Le désarroi des experts, des journalistes, est donc grand : comment comprendre ces choix ou ces refus et comment y répondre ? L’un d’eux, Antoine Foucher, ancien directeur de cabinet de Muriel Pénicaud au ministère du Travail, partage la conviction que la France est un pays très protecteur, très redistributif, plutôt égalitaire, ayant préservé le pouvoir d’achat. Mais il constate, malgré tout, que la colère est là, en dépit des statistiques. Et il poursuit, « rien ne serait plus injuste et plus inutile que de vouloir démentir un vécu par des statistiques. Ce n’est pas la raison qui s’efface devant l’émotion, c’est la raison qui reconnaît que ses chiffres ne parviennent pas à rendre compte de la totalité de la réalité » (Les Echos, 13 avril 2022). Certes, mais comment rendre compte de cette réalité, comment y répondre ? Antoine Foucher incrimine la mondialisation « qui distribue les destins », mais ça paraît un peu court.

Un point de vue opposé est avancé par Eric Le Boucher. Il s’insurge contre les « faux débats français » (Les Echos, 3 juin 2022) qui mettent « la tête des Français tellement à l’envers que celui qui dit la vérité sera décapité ». Pour lui, deux causes à cette perversion du débat ; d’une part, « l’emprise de l’extrême gauche sur le climat idéologique national », on ne peut que lui donner raison sur ce point ; et ensuite (dans un autre article, Les Echos, 15 avril 2022) le rôle des médias qui par « souci d’objectivité » installent systématiquement une symétrie entre les « pour » et les « contre », sans tenir aucun compte de la valeur intrinsèque des arguments et de la qualité des protagonistes. Comme l’écrit de manière imagée Eric Le Boucher, à propos du programme de Madame Le Pen (mais on pourrait dire la même chose aujourd’hui à propos du programme de la NUPES), « c’est de l’hydroxychloroquine à tous les étages ». C’est de cette manière effectivement que Marine Le Pen est devenue durant la campagne présidentielle « la candidate du pouvoir d’achat ».

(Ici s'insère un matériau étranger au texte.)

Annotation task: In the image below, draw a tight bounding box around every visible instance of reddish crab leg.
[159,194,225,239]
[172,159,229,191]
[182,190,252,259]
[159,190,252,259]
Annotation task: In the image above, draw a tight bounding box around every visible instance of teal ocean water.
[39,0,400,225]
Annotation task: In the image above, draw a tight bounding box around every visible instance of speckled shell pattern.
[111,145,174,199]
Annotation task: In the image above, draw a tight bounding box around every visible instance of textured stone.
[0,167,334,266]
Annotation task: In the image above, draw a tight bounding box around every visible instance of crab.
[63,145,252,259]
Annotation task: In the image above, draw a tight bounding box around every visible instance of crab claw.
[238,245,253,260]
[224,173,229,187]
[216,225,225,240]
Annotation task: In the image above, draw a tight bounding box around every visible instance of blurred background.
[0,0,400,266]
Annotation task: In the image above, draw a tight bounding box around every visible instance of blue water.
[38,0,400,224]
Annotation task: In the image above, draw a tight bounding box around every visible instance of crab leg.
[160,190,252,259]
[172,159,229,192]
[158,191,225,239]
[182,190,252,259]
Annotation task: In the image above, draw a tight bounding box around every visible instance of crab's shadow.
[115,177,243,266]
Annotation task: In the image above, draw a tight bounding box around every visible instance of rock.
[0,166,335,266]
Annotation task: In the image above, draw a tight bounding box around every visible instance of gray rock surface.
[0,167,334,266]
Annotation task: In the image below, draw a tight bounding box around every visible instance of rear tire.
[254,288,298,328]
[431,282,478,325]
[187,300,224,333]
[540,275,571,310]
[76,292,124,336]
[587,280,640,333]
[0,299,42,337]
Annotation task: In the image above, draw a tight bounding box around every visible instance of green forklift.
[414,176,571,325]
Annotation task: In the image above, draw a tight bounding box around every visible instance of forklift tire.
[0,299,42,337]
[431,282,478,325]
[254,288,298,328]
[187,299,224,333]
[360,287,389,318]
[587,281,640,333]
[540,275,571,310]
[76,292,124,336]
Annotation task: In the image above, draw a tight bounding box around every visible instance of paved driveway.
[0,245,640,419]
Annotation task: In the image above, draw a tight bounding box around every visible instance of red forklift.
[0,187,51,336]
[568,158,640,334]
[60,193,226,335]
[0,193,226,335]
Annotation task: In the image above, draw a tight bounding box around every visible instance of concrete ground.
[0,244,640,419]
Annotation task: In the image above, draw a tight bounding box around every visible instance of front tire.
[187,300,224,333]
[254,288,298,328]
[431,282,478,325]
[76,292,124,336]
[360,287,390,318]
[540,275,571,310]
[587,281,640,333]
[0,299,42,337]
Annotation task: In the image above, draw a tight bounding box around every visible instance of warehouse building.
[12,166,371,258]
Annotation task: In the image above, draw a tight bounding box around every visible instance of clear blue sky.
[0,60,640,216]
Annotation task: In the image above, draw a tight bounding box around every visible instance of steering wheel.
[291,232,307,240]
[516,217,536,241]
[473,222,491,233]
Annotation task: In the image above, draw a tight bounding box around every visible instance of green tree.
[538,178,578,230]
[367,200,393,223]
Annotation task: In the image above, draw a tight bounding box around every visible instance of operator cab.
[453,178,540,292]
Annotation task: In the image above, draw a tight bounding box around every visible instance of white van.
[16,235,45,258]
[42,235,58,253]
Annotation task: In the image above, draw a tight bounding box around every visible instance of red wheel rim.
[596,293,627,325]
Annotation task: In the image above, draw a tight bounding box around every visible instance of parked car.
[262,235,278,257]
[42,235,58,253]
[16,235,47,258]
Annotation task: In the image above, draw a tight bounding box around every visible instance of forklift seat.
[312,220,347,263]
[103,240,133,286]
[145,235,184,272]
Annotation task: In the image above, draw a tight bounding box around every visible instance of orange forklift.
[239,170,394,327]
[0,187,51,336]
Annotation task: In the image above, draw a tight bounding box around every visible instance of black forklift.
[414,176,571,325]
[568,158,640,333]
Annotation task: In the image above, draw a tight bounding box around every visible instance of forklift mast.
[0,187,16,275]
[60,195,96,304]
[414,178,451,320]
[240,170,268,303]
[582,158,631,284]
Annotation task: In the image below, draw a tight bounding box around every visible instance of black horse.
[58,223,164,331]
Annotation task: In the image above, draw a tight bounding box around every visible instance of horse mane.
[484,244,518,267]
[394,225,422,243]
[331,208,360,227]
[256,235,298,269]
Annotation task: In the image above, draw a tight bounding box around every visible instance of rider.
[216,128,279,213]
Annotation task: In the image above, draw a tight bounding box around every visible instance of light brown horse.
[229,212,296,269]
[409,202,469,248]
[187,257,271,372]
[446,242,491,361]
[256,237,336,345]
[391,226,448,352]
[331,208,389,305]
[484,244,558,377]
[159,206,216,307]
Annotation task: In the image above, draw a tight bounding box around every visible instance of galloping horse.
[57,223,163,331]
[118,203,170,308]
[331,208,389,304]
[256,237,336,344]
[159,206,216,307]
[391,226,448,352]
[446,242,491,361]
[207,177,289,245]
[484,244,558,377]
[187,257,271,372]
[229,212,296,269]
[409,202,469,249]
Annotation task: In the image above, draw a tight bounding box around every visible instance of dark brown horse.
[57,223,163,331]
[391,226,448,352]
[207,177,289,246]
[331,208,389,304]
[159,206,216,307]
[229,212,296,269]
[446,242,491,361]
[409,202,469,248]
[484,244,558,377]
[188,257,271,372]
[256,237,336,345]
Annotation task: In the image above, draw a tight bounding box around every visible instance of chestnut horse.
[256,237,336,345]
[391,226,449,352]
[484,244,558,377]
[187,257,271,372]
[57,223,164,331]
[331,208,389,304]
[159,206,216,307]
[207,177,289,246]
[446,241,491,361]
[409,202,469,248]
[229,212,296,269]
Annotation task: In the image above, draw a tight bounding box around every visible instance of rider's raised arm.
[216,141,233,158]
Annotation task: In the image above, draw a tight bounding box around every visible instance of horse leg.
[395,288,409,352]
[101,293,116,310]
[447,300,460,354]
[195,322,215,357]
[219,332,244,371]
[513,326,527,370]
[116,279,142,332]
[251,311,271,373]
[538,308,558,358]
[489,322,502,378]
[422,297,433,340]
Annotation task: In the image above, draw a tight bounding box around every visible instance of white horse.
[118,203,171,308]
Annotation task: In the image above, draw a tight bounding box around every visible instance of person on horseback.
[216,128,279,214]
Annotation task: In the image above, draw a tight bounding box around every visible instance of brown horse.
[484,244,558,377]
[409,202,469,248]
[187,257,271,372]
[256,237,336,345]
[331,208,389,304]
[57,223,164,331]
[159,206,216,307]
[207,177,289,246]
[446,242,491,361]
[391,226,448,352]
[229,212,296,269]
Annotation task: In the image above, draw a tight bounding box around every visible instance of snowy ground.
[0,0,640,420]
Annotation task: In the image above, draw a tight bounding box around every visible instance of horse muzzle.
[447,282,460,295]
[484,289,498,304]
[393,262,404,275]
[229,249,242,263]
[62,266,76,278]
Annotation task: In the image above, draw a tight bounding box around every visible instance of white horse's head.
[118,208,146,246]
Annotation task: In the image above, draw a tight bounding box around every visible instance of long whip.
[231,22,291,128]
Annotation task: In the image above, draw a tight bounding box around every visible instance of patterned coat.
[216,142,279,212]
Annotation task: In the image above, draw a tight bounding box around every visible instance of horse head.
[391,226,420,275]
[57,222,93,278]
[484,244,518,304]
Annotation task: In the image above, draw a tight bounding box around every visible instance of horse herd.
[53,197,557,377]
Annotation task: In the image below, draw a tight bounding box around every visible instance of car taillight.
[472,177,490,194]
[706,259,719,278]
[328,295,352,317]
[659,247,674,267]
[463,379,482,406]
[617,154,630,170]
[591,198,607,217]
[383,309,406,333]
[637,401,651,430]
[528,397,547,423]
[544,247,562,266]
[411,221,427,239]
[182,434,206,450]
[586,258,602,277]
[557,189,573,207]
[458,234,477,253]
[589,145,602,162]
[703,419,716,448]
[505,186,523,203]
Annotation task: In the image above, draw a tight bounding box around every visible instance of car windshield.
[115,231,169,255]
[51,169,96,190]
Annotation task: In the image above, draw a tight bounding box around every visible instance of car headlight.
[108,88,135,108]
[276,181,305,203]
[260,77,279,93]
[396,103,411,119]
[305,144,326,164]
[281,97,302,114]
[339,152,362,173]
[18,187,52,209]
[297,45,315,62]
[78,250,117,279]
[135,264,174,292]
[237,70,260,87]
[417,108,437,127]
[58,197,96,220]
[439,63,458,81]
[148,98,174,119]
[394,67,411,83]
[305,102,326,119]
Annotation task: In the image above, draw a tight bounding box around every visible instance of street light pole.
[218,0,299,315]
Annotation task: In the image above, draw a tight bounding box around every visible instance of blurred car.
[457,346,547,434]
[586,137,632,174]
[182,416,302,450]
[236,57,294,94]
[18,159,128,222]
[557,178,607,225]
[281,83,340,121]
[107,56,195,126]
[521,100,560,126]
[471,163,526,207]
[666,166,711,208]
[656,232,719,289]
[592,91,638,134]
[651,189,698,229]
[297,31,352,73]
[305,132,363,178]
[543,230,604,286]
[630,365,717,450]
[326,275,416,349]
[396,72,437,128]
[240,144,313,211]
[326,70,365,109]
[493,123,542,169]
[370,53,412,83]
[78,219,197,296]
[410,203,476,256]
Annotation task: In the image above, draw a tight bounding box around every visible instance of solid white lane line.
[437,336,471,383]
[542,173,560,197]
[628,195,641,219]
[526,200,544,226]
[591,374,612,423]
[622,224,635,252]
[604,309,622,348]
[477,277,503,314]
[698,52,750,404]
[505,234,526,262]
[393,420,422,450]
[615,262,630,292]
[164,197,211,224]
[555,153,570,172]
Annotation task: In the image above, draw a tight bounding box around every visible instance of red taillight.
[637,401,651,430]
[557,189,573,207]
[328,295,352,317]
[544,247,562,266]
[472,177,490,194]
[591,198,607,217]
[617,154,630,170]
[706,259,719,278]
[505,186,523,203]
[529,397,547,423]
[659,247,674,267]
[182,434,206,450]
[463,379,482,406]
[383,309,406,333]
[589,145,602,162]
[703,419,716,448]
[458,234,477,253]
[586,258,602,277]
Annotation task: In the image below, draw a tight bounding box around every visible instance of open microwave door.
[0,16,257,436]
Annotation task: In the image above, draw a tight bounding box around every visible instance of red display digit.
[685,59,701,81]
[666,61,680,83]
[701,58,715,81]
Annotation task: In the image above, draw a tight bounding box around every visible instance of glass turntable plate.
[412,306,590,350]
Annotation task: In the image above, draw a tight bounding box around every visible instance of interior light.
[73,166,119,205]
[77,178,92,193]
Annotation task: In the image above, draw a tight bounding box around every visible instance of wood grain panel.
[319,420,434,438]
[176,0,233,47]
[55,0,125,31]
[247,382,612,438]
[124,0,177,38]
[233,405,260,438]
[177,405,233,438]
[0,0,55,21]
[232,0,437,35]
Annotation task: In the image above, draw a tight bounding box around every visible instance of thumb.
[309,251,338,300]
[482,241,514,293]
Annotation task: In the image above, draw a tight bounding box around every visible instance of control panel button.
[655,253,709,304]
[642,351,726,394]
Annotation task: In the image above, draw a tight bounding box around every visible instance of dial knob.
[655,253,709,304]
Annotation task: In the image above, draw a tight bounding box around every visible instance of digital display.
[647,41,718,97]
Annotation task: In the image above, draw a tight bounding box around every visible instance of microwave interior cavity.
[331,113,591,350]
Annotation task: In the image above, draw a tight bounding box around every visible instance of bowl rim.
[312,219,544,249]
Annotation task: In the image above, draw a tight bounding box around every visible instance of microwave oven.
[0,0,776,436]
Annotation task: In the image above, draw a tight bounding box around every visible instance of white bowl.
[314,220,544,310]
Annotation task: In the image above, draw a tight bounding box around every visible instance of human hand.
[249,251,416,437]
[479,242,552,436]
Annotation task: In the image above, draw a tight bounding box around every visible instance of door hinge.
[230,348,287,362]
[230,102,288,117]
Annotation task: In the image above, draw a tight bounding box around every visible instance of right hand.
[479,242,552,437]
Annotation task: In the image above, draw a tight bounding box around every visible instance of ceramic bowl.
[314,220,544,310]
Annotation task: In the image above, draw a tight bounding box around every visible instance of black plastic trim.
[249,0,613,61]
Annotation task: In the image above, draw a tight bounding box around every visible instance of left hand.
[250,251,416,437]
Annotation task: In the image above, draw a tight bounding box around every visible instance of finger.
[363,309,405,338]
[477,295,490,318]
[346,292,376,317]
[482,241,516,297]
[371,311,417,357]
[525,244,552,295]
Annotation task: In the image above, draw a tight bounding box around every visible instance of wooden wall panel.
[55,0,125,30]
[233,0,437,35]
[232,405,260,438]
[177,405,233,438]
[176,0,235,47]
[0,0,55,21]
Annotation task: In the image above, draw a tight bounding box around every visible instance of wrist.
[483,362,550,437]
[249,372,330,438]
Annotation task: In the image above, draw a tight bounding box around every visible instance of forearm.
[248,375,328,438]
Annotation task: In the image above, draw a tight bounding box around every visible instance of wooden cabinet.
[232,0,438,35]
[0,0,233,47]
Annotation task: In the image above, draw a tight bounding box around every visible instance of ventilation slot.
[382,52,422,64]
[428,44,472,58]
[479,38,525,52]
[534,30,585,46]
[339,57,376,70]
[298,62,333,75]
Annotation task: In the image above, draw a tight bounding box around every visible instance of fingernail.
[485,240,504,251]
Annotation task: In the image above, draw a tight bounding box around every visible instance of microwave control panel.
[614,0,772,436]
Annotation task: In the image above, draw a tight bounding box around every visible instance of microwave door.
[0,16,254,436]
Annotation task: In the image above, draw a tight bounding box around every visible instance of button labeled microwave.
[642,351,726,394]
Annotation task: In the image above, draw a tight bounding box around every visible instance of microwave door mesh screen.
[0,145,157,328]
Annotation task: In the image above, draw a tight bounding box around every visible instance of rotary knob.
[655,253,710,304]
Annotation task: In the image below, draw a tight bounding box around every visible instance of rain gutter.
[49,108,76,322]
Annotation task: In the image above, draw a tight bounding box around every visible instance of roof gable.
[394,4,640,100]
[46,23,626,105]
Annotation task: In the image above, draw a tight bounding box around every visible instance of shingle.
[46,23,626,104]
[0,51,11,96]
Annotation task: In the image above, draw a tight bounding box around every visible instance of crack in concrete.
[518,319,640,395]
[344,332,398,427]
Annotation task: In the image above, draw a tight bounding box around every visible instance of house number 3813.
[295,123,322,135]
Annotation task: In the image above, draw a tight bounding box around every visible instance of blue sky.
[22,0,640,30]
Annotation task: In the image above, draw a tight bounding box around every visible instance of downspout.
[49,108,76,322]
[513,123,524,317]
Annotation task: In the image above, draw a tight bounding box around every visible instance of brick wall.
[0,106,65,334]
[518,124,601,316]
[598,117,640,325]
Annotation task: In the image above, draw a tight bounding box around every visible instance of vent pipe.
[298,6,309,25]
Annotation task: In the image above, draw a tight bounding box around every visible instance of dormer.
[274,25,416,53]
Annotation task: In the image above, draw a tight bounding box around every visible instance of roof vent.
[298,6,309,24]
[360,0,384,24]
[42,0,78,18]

Les medias doivent peut-être, comme le pense Le Boucher, faire leur examen de conscience et mieux mettre en valeur la véritable expertise plutôt que les combats de coqs. Car cette expertise existe, dans le monde académique elle est bien identifiée. Bien sûr, cela ne veut pas dire qu’il y a « une » vérité. Dans les sciences sociales – car il s’agit essentiellement d’elles – il y a des controverses et elles sont légitimes. Il y a également des choix politiques différents, voire opposés, et c’est tout aussi légitime de les entendre. Mais cela devrait se faire à un niveau minimum de qualité de contenu et de compétence technique. Au fond, ces échanges, en matière économique par exemple, devraient au moins se fonder sur un terrain d’accord concernant la méthode, l’évaluation des propositions. La science économique a atteint un niveau de maturité qui rend normalement cela tout à fait possible[2]. Si on ne le fait pas, c’est qu’on préfère la pure controverse idéologique au véritable débat politique.

Pour autant, croire que cette élévation du niveau du débat public suffira à faire reculer le populisme serait évidemment naïf. On ne peut pas rejeter sans plus d’examen ce que dit Antoine Foucher et que je rappelais plus haut. Les ressorts de la colère ne se distendent pas comme par miracle devant les faits, mêmes les mieux établis. D’autant moins que ce qu’auraient à annoncer des experts impartiaux concernant la situation économique de la France n’aurait sans doute rien de réjouissant si l’on songe au déficit commercial chronique de notre pays et à son déficit public tout aussi chronique, deux faits totalement occultés dans le débat électoral en cours.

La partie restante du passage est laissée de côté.